Female Representation in Entrepreneurship - CHYATEE

Female Representation in Entrepreneurship

The world is changing as women are taking over the world with not only their motherhood, but also by being great leaders in the community. For many years men were seen as businessmen and women were only limited to a housewife. However, the world is changing, we are changing. Creating change is how we make a difference in the world. Different ideas are how we can collaborate and help each other in making this world a better and safer place. We all have a choice of being a teacher, a housewife, or a businesswoman. Therefore, we all should have equal rights in any field we go whether it's accessing funding, getting respect as business owners, etc. 

However, despite women having started taking the role of entrepreneurs, business owners or business leaders, they still face many challenges that make it difficult. The statistics show that females are less likely than males to start  businesses. Barriers such as limited funding, gender biases and limited government support have kept women out of entrepreneurship for decades. These are just one of the few struggles women face in the business world. 

We all deserve to be treated equally whether it comes to women stepping out of the societal role or whether it comes to men role as a breadwinner. Sometimes men struggle with a lot of pressure from family being the breadwinner which is one struggle that should be addressed; the same way women struggle being only limited to the way society sees them.

According to Business News Daily, Women own 1 in every 5 American businesses – that’s 1.1 million businesses. Women’s businesses are among the leading ventures that lack financial support. It is also common for women to be denied loans because of gender and cultural biases—many institutions tend to fund male-owned businesses. According to Bankrate, Women entrepreneurs (66%) report difficulty in securing the funding they need.
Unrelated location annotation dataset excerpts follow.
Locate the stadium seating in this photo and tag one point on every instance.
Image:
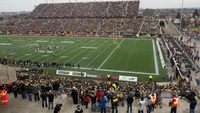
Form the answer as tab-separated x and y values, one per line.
90	18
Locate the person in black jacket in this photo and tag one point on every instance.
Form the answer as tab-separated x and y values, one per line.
79	109
193	104
114	103
129	100
29	91
57	108
74	95
15	90
51	99
44	98
93	101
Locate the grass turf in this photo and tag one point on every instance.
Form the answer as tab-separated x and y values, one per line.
132	55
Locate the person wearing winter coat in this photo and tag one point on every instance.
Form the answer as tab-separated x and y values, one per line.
102	104
78	109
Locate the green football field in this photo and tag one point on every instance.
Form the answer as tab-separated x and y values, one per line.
131	56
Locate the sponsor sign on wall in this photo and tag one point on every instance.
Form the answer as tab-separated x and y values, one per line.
71	73
128	78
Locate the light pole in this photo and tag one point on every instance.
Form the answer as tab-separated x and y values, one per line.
181	15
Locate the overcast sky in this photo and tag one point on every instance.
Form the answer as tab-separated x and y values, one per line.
28	5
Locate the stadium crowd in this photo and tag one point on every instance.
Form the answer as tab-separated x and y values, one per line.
37	87
92	18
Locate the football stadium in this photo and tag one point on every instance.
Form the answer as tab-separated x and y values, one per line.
111	54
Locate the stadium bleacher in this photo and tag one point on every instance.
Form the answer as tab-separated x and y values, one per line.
97	18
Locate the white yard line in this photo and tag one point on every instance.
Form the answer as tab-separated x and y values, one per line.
110	55
119	71
91	52
155	58
99	54
80	52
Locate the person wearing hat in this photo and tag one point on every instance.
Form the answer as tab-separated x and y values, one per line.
78	109
114	103
74	95
102	104
93	101
57	108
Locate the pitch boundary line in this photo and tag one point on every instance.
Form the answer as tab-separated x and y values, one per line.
91	52
155	58
99	54
109	55
80	52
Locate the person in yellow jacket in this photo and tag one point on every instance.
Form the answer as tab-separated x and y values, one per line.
153	99
4	98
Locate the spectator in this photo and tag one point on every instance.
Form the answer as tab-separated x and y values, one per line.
102	104
57	108
78	109
193	104
51	99
141	105
44	98
129	100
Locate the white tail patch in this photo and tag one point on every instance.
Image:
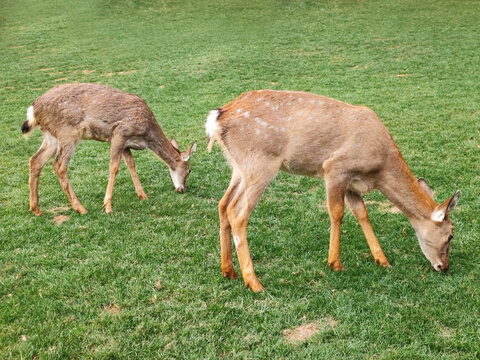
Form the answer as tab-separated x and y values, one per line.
31	122
211	127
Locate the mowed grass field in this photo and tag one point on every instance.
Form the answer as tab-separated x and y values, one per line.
86	288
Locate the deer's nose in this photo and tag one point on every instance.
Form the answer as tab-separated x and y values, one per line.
440	267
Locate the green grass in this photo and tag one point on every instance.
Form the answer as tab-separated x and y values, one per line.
85	288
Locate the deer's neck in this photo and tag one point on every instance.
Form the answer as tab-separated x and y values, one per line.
162	147
402	188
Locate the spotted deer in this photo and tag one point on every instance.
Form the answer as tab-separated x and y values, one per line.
69	113
262	132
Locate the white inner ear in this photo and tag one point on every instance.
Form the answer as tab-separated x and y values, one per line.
438	216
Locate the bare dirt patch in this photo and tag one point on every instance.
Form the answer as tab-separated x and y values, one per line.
60	219
304	332
112	309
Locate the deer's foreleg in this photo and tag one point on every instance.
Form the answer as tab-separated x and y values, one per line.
37	162
60	164
336	188
238	213
128	158
358	208
116	151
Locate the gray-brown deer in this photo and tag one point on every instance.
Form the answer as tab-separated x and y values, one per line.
262	132
69	113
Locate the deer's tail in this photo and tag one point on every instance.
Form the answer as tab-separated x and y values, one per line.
29	124
211	127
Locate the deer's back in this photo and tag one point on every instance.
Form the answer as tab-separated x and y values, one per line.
91	111
303	130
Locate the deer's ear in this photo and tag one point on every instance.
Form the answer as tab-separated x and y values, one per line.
175	144
189	151
193	148
452	202
442	211
423	184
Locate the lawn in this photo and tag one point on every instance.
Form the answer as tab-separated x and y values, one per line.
90	286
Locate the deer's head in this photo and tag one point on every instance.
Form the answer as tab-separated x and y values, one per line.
435	234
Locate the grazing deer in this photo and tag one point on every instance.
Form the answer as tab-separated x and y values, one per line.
71	112
262	132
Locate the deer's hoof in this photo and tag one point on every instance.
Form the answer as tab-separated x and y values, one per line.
336	265
383	263
36	211
254	284
230	273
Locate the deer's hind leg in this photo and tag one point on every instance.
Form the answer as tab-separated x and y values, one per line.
226	228
359	209
37	162
128	158
65	151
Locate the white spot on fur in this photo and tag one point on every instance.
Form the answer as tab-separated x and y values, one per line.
259	121
30	116
211	124
176	179
438	216
236	240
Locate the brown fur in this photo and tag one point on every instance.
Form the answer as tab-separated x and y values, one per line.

Among the challenges that women experience are less-established business networks, and social and traditional constraints that restrict women’s participation in business. In some countries, women may be required to have a male partner who will do deals, negotiate, and be the face of the business. Regardless of these challenges, the business world is gradually accepting women’s abilities and contributions. 

Hence, encouraging female representation in entrepreneurship could contribute toward reducing inequalities as stipulated in the UN SDG 5 (Gender Equality: Achieve gender equality and empower all women and girls). Gender equality is not only a fundamental human right, but a necessary foundation for a peaceful, prosperous and sustainable world.